Dans l'explication qui suit la définition XXIV, Spinoza clôt une série d'affects et en inaugure une autre :
« Tels sont les affects de Joie et de Tristesse qu'accompagne l'idée d'une chose extérieure comme cause par soi ou bien par accident. De là je passe aux autres, qu'accompagne l'idée d'une chose intérieure comme cause. »
Chose extérieure/chose intérieure. Aux affects précédemment considérés, provoqués par quelque chose (ou quelqu'un) d'autre que soi, vont succéder des affects dont le caractère est d'être pour ainsi dire « entre soi et soi ».
« XXV. La Satisfaction de soi (acquiescentia in se ipso – ou ipsa n'oublions pas les filles) est une Joie née de ce qu'un homme (homo) se contemple lui-même ainsi que sa puissance d'agir. » (Spinoza Éthique Partie 3. Définition des affects)
Voilà qui au premier abord pourrait évoquer de désagréables spécimens d'humanité (hélas nous en connaissons tous) imbus de leur précieuse personne, de ces m'as-tu-vu qui sont persuadés (ou en tous cas s'efforcent de faire croire) qu'ils savent tout et font tout mieux que tout le monde. Des narcisses puants épanouis d'auto-extase, qui en effet semblent n'avoir plus grande joie que se contempler eux-mêmes.
Mais ce n'est pas de cela qu'il s'agit.
Cette satisfaction de soi n'est pas autosatisfaction au sens péjoratif. Ce qu'indique la racine quies (= tranquillité, repos), c'est un sentiment paisible, l'absence de trouble dû au flottement d'âme source des pénibles affects gouvernés par le doute (cf 10).
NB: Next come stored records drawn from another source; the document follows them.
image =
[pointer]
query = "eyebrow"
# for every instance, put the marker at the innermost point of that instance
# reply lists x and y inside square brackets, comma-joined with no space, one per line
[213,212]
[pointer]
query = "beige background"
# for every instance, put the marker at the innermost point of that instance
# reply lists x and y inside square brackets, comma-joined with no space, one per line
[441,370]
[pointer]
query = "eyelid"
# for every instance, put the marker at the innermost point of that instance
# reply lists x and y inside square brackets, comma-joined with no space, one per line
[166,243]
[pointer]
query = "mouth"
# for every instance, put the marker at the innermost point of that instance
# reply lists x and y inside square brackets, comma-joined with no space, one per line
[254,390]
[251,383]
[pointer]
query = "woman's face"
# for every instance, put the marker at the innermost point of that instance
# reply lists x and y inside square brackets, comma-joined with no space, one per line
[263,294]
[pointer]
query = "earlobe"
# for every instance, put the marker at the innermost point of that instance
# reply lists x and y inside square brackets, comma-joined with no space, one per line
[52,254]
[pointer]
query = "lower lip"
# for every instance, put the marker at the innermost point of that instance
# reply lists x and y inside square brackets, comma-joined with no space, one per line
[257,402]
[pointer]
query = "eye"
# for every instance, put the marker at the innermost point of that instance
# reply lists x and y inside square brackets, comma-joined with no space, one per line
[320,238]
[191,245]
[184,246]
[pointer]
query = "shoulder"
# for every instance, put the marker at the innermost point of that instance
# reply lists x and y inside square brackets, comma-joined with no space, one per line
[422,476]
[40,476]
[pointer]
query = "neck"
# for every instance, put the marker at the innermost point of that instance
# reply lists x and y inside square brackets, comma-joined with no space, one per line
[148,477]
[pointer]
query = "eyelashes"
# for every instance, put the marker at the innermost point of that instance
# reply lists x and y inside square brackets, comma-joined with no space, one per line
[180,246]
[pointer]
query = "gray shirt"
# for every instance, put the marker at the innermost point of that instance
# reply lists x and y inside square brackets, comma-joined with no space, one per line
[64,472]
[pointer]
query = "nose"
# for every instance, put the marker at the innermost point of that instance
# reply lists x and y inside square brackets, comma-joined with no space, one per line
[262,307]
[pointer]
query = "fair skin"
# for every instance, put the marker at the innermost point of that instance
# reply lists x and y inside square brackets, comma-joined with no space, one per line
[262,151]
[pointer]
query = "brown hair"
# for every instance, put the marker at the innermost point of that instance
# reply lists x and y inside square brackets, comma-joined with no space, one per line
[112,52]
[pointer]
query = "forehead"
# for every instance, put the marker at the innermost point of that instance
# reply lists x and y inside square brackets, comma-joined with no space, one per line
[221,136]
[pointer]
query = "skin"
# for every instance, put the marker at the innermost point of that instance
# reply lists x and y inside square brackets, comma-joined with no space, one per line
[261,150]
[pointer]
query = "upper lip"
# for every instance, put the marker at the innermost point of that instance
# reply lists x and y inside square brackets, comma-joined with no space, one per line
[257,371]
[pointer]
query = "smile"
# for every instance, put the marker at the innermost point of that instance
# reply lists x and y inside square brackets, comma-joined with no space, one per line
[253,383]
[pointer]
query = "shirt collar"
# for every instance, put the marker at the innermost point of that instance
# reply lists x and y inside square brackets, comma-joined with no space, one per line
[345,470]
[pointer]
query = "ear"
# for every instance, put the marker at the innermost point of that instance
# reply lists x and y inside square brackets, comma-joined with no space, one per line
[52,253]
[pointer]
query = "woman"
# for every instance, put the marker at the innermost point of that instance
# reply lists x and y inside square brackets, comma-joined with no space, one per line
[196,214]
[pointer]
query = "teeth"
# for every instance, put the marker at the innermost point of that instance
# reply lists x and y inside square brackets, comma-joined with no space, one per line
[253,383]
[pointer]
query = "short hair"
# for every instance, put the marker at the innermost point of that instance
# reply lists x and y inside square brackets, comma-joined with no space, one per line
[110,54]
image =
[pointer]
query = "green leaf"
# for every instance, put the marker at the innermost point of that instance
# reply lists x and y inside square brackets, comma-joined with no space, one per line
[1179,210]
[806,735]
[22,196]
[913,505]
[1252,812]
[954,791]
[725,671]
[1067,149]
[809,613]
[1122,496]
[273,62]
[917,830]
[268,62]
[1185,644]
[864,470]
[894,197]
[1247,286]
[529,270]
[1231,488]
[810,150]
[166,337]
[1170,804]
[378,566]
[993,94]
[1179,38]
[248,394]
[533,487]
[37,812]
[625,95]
Cette contemplation de soi, loin de se rapporter à la vanité d'une image, consiste à se reconnaître pleinement et en profondeur exactement tel qu'on est. Et c'est grâce à cette adhésion lucide à ce qu'on est qu'on pourra trouver la force tranquille de sa puissance d'agir.
Et surtout, se reconnaissant soi-même, on n'est pas obsédé(e) par le besoin de la reconnaissance d'autrui. On est en paix avec soi-même, on ne cherche pas à projeter sur l'autre l'agressivité du ressentiment. Se prenant tout simplement comme on est, on ne cherche pas à utiliser l'autre pour se réparer, pour s'augmenter.
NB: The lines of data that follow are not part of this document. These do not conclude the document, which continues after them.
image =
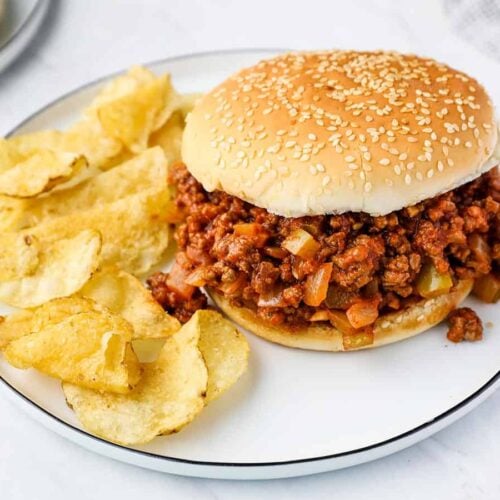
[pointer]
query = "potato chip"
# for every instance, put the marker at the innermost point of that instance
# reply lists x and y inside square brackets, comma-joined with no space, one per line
[224,349]
[136,77]
[134,233]
[168,396]
[40,172]
[145,171]
[56,310]
[125,295]
[19,255]
[27,321]
[12,212]
[14,326]
[65,265]
[91,349]
[87,137]
[132,117]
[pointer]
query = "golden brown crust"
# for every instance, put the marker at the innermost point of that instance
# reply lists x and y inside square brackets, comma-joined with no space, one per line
[388,329]
[335,131]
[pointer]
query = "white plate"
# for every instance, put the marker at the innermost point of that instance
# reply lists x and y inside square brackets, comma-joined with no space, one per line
[294,412]
[19,23]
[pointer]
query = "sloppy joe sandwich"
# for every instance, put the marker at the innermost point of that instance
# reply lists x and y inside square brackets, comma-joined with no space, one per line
[337,200]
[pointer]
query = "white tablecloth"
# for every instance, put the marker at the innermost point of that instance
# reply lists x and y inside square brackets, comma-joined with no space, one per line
[83,40]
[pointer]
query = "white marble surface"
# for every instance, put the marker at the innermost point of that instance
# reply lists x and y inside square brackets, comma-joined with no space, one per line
[83,40]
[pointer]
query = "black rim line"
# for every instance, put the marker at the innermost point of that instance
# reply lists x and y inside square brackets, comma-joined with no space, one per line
[148,454]
[363,449]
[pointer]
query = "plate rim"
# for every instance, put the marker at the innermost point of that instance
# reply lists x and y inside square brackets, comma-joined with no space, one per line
[39,9]
[142,453]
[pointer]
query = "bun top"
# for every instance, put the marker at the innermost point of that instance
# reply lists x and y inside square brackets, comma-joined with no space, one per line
[329,132]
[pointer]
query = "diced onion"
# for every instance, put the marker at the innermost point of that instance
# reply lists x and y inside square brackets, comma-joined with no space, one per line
[431,283]
[487,288]
[316,286]
[363,313]
[197,277]
[301,243]
[320,315]
[252,230]
[273,298]
[360,339]
[176,281]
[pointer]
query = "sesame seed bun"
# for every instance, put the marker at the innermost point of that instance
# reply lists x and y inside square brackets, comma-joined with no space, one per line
[335,131]
[320,337]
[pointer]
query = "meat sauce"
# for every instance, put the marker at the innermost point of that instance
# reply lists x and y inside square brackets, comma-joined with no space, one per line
[353,264]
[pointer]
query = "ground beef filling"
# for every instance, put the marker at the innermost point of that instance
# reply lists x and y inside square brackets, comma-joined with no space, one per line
[346,268]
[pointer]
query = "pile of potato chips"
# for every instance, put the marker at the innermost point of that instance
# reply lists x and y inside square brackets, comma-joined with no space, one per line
[82,213]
Le narcissique, lui, en tant qu'idolâtre de sa propre image, est dans la négligence (contemptus cf 5) de la valeur portée par l'altérité.
Au contraire, l'acquiescentia in se, parce qu'elle est source d'un ancrage, d'une assise, constitue la « base » d'où s'élancer joyeusement à la rencontre authentique de l'autre.
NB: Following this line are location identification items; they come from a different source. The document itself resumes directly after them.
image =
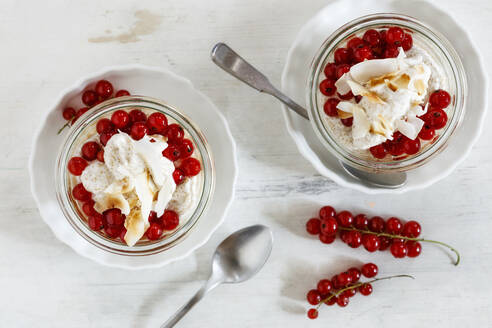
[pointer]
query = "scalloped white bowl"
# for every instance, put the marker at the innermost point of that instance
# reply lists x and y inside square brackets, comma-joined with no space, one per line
[296,71]
[147,81]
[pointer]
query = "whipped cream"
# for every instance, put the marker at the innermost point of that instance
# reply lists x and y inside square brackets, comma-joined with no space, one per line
[392,91]
[137,170]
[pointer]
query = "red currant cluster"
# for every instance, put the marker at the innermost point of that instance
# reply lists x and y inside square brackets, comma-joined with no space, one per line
[103,90]
[373,45]
[341,287]
[112,220]
[435,119]
[374,234]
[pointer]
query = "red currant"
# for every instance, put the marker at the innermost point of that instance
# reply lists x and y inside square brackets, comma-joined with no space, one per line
[355,274]
[344,279]
[76,165]
[104,125]
[327,87]
[138,131]
[170,220]
[361,54]
[370,242]
[136,115]
[384,243]
[345,219]
[120,119]
[354,239]
[437,118]
[369,270]
[313,226]
[80,193]
[356,43]
[327,239]
[329,226]
[157,123]
[378,151]
[361,222]
[347,121]
[440,99]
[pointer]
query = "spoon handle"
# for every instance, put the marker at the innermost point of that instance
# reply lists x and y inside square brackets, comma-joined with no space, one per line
[211,284]
[232,63]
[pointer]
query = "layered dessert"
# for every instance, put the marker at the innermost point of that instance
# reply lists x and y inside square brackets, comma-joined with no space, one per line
[136,176]
[383,97]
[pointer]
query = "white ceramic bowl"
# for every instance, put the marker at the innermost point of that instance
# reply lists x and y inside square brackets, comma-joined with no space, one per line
[296,73]
[152,82]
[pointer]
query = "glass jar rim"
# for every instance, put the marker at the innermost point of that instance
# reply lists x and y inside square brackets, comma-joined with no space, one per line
[342,34]
[61,176]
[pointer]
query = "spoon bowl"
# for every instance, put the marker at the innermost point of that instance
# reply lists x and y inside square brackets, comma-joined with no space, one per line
[237,258]
[241,255]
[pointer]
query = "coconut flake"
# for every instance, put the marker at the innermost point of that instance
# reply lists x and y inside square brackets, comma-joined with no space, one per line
[366,70]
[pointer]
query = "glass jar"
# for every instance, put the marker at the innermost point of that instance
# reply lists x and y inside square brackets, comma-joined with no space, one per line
[430,41]
[84,126]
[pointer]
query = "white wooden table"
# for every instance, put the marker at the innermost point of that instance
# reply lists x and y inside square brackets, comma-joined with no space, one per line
[46,45]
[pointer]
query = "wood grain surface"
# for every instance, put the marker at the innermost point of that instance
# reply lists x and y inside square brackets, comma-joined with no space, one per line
[47,45]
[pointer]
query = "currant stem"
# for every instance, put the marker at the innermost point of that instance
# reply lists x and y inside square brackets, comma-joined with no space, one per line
[384,234]
[64,126]
[357,285]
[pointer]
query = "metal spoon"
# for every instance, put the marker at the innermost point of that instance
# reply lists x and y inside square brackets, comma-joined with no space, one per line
[238,258]
[232,63]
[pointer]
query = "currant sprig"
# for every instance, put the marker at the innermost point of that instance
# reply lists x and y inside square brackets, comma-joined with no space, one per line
[341,287]
[374,234]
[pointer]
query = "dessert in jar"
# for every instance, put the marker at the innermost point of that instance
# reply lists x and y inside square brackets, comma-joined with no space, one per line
[384,97]
[136,175]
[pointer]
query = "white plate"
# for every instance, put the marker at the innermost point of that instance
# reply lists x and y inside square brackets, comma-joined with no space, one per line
[307,43]
[152,82]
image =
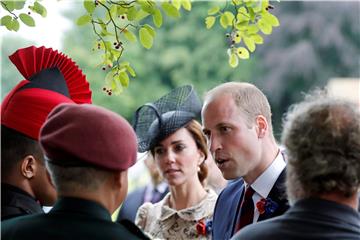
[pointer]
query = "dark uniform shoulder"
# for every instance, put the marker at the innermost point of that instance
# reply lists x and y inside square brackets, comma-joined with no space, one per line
[131,227]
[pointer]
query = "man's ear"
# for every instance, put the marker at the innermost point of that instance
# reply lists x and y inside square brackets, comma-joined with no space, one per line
[262,126]
[28,166]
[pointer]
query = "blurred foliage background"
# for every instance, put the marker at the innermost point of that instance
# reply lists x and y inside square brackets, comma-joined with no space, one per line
[316,41]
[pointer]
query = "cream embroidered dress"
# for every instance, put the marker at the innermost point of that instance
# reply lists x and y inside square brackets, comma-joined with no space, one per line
[162,222]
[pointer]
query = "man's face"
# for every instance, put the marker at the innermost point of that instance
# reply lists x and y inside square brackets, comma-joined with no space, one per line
[234,145]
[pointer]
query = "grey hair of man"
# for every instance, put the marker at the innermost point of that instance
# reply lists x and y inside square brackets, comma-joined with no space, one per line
[251,101]
[72,179]
[322,138]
Je remarque pour finir l'usage éducatif à faire de ce concept spinoziste fondamental. On souligne à juste titre combien il est important de favoriser la confiance en soi des enfants, de les aider à acquérir une bonne image d'eux-mêmes.
Mais grâce à Spinoza on ajoute : attention à ne pas les enfermer dans une « boucle narcissique » qui ne pourra que nuire à leur juste rapport au monde, à la vie, aux autres. Nuire à leur bonheur, et à celui de quelques uns de ces autres, et même qui sait nuire au bonheur du monde.
Bref on il s'agit de favoriser leur satisfaction de soi, oui, mais en mode Spinoza, en mode Montaigne, plutôt qu'en mode Musk, Trump, Poutine etc.